La politique délibérée visant à utiliser la nourriture, l’eau et l’accès à la terre comme armes de guerre n’est plus une exception : elle est devenue l’arme de prédilection pour déshumaniser et anéantir systématiquement le peuple palestinien.
À Gaza, le bombardement d’infrastructures vitales – systèmes d’irrigation, boulangeries, banques de semences, serres, cliniques, écoles – tue, mais efface aussi des savoirs ancestraux et la capacité même de régénérer la vie. En Cisjordanie, les communautés palestiniennes sont privées d’accès à leurs terres, contraintes d’utiliser des intrants et pesticides nocifs, prises au piège d’une souveraineté alimentaire rendue impossible par l’étouffement colonial. Cette destruction n’a rien d’accidentel : elle répond à une stratégie délibérée de dépossession, de fragmentation et de contrôle sur le long terme.

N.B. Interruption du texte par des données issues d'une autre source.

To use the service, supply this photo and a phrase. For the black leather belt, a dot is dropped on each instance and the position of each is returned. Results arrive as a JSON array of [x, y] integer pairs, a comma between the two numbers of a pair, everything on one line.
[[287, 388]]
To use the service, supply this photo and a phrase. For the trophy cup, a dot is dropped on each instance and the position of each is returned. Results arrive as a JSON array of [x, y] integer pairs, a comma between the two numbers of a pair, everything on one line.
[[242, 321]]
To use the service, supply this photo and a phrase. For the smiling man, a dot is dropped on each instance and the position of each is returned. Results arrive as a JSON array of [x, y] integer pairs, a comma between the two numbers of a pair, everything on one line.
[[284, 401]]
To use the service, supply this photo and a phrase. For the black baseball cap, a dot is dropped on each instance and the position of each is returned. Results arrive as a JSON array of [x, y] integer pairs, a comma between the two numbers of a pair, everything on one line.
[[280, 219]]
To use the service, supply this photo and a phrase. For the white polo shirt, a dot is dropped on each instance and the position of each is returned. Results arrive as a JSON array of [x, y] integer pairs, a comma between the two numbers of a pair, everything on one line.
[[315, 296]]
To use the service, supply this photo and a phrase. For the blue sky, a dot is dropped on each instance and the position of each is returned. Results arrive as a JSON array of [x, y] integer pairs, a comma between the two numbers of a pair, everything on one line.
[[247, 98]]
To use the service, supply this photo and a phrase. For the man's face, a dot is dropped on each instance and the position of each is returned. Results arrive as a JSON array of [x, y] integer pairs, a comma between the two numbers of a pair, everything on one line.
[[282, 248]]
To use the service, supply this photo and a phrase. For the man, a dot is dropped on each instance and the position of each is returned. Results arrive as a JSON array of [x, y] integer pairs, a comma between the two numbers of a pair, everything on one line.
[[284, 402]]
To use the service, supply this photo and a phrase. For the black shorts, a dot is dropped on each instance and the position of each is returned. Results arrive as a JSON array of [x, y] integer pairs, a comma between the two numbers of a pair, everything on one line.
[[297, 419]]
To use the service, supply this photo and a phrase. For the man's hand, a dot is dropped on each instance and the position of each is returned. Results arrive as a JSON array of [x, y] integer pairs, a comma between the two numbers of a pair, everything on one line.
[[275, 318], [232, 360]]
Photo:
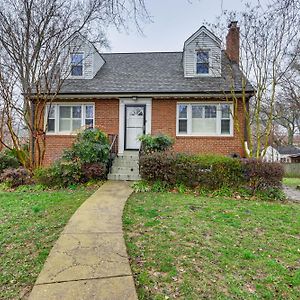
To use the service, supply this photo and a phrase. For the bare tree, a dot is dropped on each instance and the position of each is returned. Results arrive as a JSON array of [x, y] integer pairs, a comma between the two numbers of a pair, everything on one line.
[[268, 33], [33, 37]]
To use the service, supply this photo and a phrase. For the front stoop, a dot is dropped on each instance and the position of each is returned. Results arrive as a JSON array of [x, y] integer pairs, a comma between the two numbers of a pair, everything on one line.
[[125, 167]]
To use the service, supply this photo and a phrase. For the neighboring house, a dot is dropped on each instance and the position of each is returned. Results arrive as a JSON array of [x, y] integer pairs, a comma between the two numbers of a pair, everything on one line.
[[284, 154], [181, 94]]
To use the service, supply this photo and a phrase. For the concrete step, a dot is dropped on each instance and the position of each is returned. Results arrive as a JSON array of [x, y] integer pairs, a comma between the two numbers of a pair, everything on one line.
[[128, 177], [124, 170], [131, 153]]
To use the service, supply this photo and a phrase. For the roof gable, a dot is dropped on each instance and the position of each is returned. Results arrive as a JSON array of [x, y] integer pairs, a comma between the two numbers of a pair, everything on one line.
[[203, 30]]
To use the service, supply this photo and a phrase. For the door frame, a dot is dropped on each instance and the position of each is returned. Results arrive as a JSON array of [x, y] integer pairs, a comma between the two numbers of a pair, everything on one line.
[[133, 100], [125, 125]]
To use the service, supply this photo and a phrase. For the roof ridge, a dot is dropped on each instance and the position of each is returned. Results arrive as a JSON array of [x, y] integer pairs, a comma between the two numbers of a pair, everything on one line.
[[142, 52]]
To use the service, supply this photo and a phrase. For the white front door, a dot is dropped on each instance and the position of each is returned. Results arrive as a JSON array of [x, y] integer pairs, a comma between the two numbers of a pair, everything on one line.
[[134, 125]]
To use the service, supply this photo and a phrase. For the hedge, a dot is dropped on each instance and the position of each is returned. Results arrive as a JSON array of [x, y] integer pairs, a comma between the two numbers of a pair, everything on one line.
[[209, 171]]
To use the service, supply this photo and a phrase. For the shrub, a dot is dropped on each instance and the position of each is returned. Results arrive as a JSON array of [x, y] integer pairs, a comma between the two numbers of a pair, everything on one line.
[[191, 170], [212, 172], [90, 146], [260, 175], [46, 176], [85, 160], [93, 171], [61, 174], [154, 143], [8, 161], [15, 177]]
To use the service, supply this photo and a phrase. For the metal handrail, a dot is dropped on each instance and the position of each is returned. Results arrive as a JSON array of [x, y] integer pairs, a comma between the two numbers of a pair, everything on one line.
[[113, 149]]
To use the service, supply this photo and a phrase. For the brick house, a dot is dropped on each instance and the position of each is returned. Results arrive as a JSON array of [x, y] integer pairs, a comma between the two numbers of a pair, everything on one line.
[[182, 94]]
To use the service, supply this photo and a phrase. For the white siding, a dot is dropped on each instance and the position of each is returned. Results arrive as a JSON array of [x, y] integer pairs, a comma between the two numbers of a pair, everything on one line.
[[202, 40], [92, 61]]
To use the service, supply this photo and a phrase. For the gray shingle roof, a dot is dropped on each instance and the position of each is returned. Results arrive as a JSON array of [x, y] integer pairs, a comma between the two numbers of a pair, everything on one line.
[[153, 72]]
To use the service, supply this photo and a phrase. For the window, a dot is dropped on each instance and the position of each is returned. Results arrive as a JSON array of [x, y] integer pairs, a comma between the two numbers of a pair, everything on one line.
[[225, 119], [77, 64], [51, 119], [202, 63], [204, 119], [64, 118], [182, 127]]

Pour la Coalition contre la faim et le mouvement agroécologique, le silence n’est pas une option. L’agroécologie n’est pas une simple approche neutre — elle représente un combat pour la justice, pour la paix, et pour le droit des peuples à décider eux-mêmes de la manière dont ils produisent leur alimentation et gèrent leurs terres et leurs ressources.
Il s’agit d’une lutte aux côtés de celles et ceux qui sont opprimés par des systèmes d’occupation, de racisme, d’exploitation et par une logique industrielle qui détermine qui peut manger, quoi, quand et à quelles conditions.
Dans un tel contexte, il ne reste alors qu’une solution : défendre notre humanité commune. Défendre le droit d’exister. Car même quand tout est détruit, notre solidarité demeure.
Concrètement, nous demandons à la Belgique de :
- Continuer à exiger un cessez-le-feu complet et inconditionnel.
- Appeler à la levée immédiate, inconditionnelle et permanente du blocus de l’aide humanitaire à Gaza, afin que des quantités suffisantes de nourriture atteignent effectivement la population de manière durable et sûre.
- Se conformer à l’avis de la Cour de justice internationale - CIJ - relatif à l’occupation du Territoire palestinien, lequel impose notamment d’interdire tout commerce, dont agricole, avec les colonies israéliennes en territoire palestinien occupé.
- Se positionner en faveur de la suspension immédiate de l’Accord d’association UE-Israël, conformément à son article 2.
- Prendre l’initiative pour l’interdiction de la vente et du transit de matériel militaire vers Israël.
Soutenir les organisations palestiniennes engagées dans l’aide alimentaire d’urgence et la reconstruction des systèmes alimentaires locaux, durables et résilients.
Tribune publiée au nom de la Coalition contre la Faim, Broederlijk Delen, Caritas International, CNCD-11.11.11, Entraide & Fraternité, Oxfam, Solidagro.